W trakcie trwających zmagań w Niemczech jednym z felietonistów serwisu Kicker został Andreas Moeller. To członek ostatniej reprezentacji naszych zachodnich sąsiadów, która sięgnęła po tytuł mistrza Europy w 1996 roku. Tuż przed pierwszymi spotkaniami 1/8 finału, legendarny ofensywny pomocnik wskazał swoją propozycję reformy turnieju, która jego zdaniem byłaby dużo bardziej sensowna.
Chodzi tu o liczbę drużyn biorących udział w mistrzostwach Europy. Przy obecnych 24 zespołach, awans do fazy pucharowej mogą uzyskać cztery dodatkowe reprezentacje z trzecich miejsc. 56-latek uważa, że wiąże się to z niepotrzebnymi wyliczeniami, które mają wyłonić komplet uczestników 1/8 finału.
- Byłoby łatwiej przedłużyć rundę finałową Euro do 32 krajów. Pierwsze dwie drużyny z ośmiu grup awansowałyby do najlepszej szesnastki. W ten sposób uniknęlibyśmy obliczeń dla najlepszych zespołów z trzecich miejsc oraz ostatnich spotkań gwarantujących awans obu drużynom. Rozważyłbym to jako sensowną reformę - wspomina w swoim tekście Andreas Moeller.

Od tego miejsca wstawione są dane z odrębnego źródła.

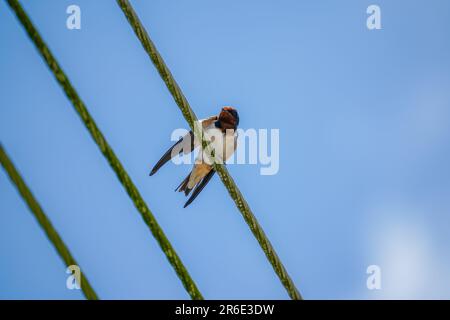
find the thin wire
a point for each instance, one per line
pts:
(44, 222)
(191, 118)
(107, 151)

ZOBACZ WIDEO: "Nie liczyliśmy na nic wielkiego". Kiwior był zaskoczony tym, co zobaczył
Nie da się ukryć, że obecna forma rozgrywania turnieju potrafi zagwarantować emocje do samego końca fazy grupowej i niemal do ostatniej chwili nie jest znane rozłożenie wszystkich drużyn w pucharowej drabince.
Ilość drużyn, które na ten moment są w stanie wyjść z grupy sprawia jednak, że dochodzi do przypadków, gdy oba zespoły grające ze sobą bezpośrednio, przy wyniku remisowym mają zapewniony awans. Stwarza to pewne wątpliwości, co do zachowania rywalizacji pomiędzy drużynami.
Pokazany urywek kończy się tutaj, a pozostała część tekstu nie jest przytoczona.